Configure MPI for Distributed Computing

This section will cover how to configure ADCME for MPI functionalities.

Configure the MPI backend

The first step is to configure your MPI backend. There are many choices depending on your operation system. For example, Windows have Microsoft MPI. There are also OpenMPI and Intel MPI available on most Linux distributions. If you want to use your own MPI backend, you need to locate the MPI libraries, header files, and executable (e.g., mpirun). You need to build ADCME with the following environment variable:

  • MPI_C_LIBRARIES: the MPI shared library, for example, on Windows, it may be
C:\\Program Files (x86)\\Microsoft SDKs\\MPI\\Lib\\x64\\msmpi.lib

On Unix systems, it may be /opt/ohpc/pub/compiler/intel-18/compilers_and_libraries_2018.2.199/linux/mpi/intel64/lib/release/libmpi.so Note that you must include the shared library in the variable.

  • MPI_INCLUDE_PATH: the directory where mpi.h is located, for example,

C:\\Program Files (x86)\\Microsoft SDKs\\MPI\\Include Or in a Unix system, we have /opt/ohpc/pub/compiler/intel-18/compilers_and_libraries_2018.2.199/linux/mpi/intel64/include/

The simplest way is to add these variables in the environment variables. For example, in Linux, we can add the following lines in the ~/.bashrc file.

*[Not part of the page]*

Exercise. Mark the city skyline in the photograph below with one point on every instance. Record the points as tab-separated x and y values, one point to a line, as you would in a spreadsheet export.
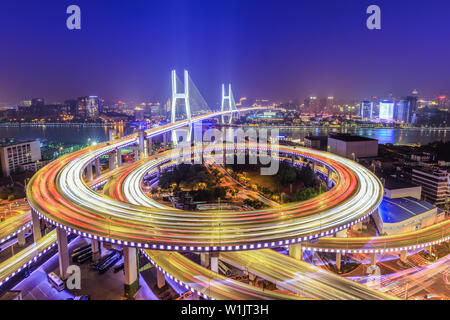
319	49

export MPI_C_LIBRARIES=/opt/ohpc/pub/compiler/intel-18/compilers_and_libraries_2018.2.199/linux/mpi/intel64/lib/libmpi.so
export MPI_INCLUDE_PATH=/opt/ohpc/pub/compiler/intel-18/compilers_and_libraries_2018.2.199/linux/mpi/intel64/include/
alias mpirun=/opt/ohpc/pub/compiler/intel-18/compilers_and_libraries_2018.2.199/linux/mpi/intel64/bin/mpirun

In the case you do not have an MPI backend, ADCME provides you a convenient way to install MPI by compiling from source. Just run

using ADCME
install_openmpi()

This should install an OpenMPI library for you. Note this functionality does not work on Windows and is only tested on Linux.

Build MPI Libraries

The MPI functionality of ADCME is not fulfilled at this point. To enable the MPI support, you need to recompile the built-in custom operators.

using ADCME
ADCME.precompile(true)

At this point, you will be able to use MPI features.

Build MPI Custom Operators

You can also build MPI-enabled custom operators by calling

using ADCME
customop(with_mpi=true)

In this case, there will be extra lines in CMakeLists.txt to setup MPI dependencies.

IF(DEFINED ENV{MPI_C_LIBRARIES})
  set(MPI_INCLUDE_PATH $ENV{MPI_INCLUDE_PATH})
  set(MPI_C_LIBRARIES $ENV{MPI_C_LIBRARIES})
  message("MPI_INCLUDE_PATH = ${MPI_INCLUDE_PATH}")
  message("MPI_C_LIBRARIES = ${MPI_C_LIBRARIES}")
  include_directories(${MPI_INCLUDE_PATH})
ELSE()
  message("MPI_INCLUDE_PATH and/or MPI_C_LIBRARIES is not set. MPI operators are not compiled.")
ENDIF()

Running MPI Applications with Slurm

To run MPI applications with slurm, the following commands are useful

sbatch -n 4 -c 8 mpirun -n 4 julia app.jl 

This specifies 4 tasks and each task uses 8 cores. You can also replace sbatch with salloc.

To diagonose the application, you can also let mpirun print out the rank information, e.g., in OpenMPI we have

sbatch -n 4 -c 8 mpirun --report-bindings -n 4 julia app.jl